Dear Mike Frysinger,
In message 201105101711.07625.vapier@gentoo.org you wrote:
This adds a simple parallel nor flash test to automatically verify erasing/writing/reading of sectors. The code is based on existing Blackfin tests but generalized for everyone to use.
What exactly does the "parallel" in "parallel nor flash test" mean?
how it is connected to the processor
Are there any other types of NOR flashes? I mean, I have never heard anybody use this term before. Maybe we can just omit it - I find it more confusing than helpful.
- unsigned char *ret = (void *)CONFIG_SYS_SDRAM_BASE;
This will not work on many systems. For example, on PPC you will overwrite the exception vectors in low memory, thus crashing the system.

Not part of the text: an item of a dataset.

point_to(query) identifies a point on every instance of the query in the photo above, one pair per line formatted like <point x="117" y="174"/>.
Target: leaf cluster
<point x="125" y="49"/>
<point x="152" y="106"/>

this is how the default memory post test works. it writes all memory from CONFIG_SYS_SDRAM_BASE to CONFIG_SYS_SDRAM_BASE+MIN(1GiB,bd->memsize). so how does this work on ppc systems ?
The RAM test runs before relocation to RAM, i. e. whenRAM is still not used by anything.
i didnt think calling malloc() would be OK since i need enough memory to hold one sector ...
Just grabbing a random address in RAM is certainly not a proper way to allocate I/O buffers. If you need them, and if your code design makes it even necessary to pass these buffers around (so you can not just put them on the stack which is what I would try to do) you have to use malloc().